The Congregational Christian Churches in Canada (or 4Cs) is an evangelical Protestant Christian denomination, headquartered in Simcoe, Ontario. It is a member of the World Evangelical Congregational Fellowship.

==Organization and leadership==
The name "congregational" generally describes its preferred organizational style, which promotes local church autonomy and ownership, while fostering fellowship and accountability between churches at the national level.

The 4Cs is led by a National Board of Directors, representing different areas of the country and coordinated by the Chairman and the National Pastor who give spiritual oversight to the broader Church. The denomination meets annually at a National Conference, which confirms a new location (West, Maritimes or Central Canada) for the following year.

==Historical roots==
The roots of Congregational Christianity can be traced back to the Protestant Reformation in England. Congregational Churches were established in the New World by non-Conformist Christians, some of these arriving (in what would become Canada) out of roots in New England. The revivals of the Great Awakening significantly contributed to the spread of congregational style and ministry all over the North American continent. Globally, Congregational ministry and missionaries spread to places like Hawaii and much of the south Pacific.

==Canadian hiatus==
As a name and evangelical movement in Canada, Congregationalism was probably better known (and understood) in the 19th century, but many Congregational churches voted to join with Methodists and a majority of Presbyterians to form the United Church of Canada in 1925. As a direct consequence, the term "Congregational Church" fell into disuse, and virtually disappeared in Canada. A remnant of churches still congregational in polity were concentrated in Southern Ontario, and were known as the "Ontario Christian Churches". These churches affiliated with the Conservative Congregational Christian Conference in the United States in 1965, but retained their independence as a separate conference.

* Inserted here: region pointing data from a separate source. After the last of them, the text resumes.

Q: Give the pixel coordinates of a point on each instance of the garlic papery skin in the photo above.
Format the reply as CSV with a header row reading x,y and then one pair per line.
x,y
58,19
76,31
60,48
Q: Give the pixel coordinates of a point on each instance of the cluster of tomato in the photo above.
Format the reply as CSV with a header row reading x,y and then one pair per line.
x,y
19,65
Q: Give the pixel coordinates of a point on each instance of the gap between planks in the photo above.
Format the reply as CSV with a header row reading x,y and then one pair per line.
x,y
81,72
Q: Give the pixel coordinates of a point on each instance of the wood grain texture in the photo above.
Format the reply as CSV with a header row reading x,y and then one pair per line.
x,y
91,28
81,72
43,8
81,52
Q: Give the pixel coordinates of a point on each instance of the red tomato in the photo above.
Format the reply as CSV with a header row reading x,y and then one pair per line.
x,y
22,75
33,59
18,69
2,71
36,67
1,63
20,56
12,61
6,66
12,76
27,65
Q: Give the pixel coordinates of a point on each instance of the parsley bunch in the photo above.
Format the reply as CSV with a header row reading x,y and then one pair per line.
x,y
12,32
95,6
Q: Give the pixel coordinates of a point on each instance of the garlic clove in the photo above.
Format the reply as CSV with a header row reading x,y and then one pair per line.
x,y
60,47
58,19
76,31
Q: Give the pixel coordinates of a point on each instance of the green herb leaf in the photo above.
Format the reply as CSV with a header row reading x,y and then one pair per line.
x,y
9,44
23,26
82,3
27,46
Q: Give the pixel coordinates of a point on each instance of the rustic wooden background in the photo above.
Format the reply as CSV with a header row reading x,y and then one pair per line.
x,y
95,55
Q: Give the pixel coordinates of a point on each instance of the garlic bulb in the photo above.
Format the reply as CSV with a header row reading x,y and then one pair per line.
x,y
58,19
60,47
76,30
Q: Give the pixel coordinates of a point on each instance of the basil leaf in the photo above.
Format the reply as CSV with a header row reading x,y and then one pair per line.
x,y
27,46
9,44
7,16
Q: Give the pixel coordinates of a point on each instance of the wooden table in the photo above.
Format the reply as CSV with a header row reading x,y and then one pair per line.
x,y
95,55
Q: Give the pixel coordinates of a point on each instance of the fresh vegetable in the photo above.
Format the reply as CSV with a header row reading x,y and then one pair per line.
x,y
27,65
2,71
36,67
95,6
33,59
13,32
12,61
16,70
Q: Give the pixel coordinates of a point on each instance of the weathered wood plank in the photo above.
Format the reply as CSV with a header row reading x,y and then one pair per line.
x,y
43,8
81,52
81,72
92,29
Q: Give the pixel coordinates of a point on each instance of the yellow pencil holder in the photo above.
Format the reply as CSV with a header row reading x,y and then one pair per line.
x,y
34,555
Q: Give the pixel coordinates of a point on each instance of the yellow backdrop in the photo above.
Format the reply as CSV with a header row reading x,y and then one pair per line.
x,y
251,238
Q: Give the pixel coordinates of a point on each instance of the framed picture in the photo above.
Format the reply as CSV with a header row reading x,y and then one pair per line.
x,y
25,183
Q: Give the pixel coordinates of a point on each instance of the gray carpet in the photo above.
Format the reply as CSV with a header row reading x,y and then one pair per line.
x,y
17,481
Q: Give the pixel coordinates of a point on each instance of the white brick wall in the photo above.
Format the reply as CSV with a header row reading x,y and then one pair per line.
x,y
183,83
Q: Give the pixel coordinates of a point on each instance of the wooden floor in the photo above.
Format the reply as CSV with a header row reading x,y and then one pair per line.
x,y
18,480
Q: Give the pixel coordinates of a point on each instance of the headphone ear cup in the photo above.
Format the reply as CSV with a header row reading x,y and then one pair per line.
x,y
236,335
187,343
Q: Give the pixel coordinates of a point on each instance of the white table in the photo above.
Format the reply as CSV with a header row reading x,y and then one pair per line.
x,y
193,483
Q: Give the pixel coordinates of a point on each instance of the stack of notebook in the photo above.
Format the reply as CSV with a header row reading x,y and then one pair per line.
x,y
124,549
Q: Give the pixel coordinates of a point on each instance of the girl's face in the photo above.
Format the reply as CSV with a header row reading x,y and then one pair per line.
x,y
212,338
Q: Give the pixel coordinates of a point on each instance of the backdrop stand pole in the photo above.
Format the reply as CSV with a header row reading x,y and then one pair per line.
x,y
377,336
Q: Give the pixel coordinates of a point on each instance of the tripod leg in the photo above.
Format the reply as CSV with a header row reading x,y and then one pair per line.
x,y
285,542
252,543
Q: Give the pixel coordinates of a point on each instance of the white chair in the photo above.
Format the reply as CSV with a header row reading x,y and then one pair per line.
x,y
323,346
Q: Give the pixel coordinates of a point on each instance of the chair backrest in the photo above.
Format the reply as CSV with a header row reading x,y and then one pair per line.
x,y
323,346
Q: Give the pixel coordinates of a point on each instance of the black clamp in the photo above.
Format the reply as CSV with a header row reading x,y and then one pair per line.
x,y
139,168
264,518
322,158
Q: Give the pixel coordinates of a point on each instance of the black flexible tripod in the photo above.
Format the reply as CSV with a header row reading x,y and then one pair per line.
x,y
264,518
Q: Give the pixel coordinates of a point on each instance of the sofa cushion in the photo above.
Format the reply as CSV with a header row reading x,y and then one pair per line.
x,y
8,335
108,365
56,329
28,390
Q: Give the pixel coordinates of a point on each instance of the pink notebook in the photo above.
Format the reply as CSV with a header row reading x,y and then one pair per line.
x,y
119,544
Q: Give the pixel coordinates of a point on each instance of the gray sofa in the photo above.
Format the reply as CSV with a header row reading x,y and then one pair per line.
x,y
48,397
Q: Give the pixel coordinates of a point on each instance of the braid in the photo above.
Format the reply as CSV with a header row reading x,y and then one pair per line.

==Recent history and opposition to theological liberalism==
In response to what they regarded as increasing theological liberalism within the United Church of Canada, particularly the denomination’s 1988 decision permitting the ordination of openly non-celibate gay ministers, some evangelical members left the church and sought affiliation with conservative congregations outside the denomination. A number of these individuals and congregations subsequently connected with the Congregational Christian Churches of Ontario, contributing to the later growth of the Congregational Christian Churches in Canada.

==Current situation==
The 4Cs represent a family of about 30 evangelical churches across Canada, each one committed to living out the Biblical witness of Jesus Christ — His Great Commands and Great Commission — in the power of the Holy Spirit. The 4Cs is a member of the Evangelical Fellowship of Canada. Its congregations have a strong desire to present and represent Jesus to willing listeners, to pray for revival, to foster caring in both global and local mission projects, and to work hand-in-hand with committed Christians of other denominations.

The 4Cs are willing to incorporate community churches who may be looking for affiliation, and can provide both a national network and healthy accountability for member churches. Its congregations are varied in worship style, and in local focus, but all share a common commitment to Biblical faith and creed, and a commitment to fostering interdependence in fellowship with one another.

The 4Cs' vision statement is: "Proclaiming Jesus Christ. Making Disciples. Building Healthy Churches."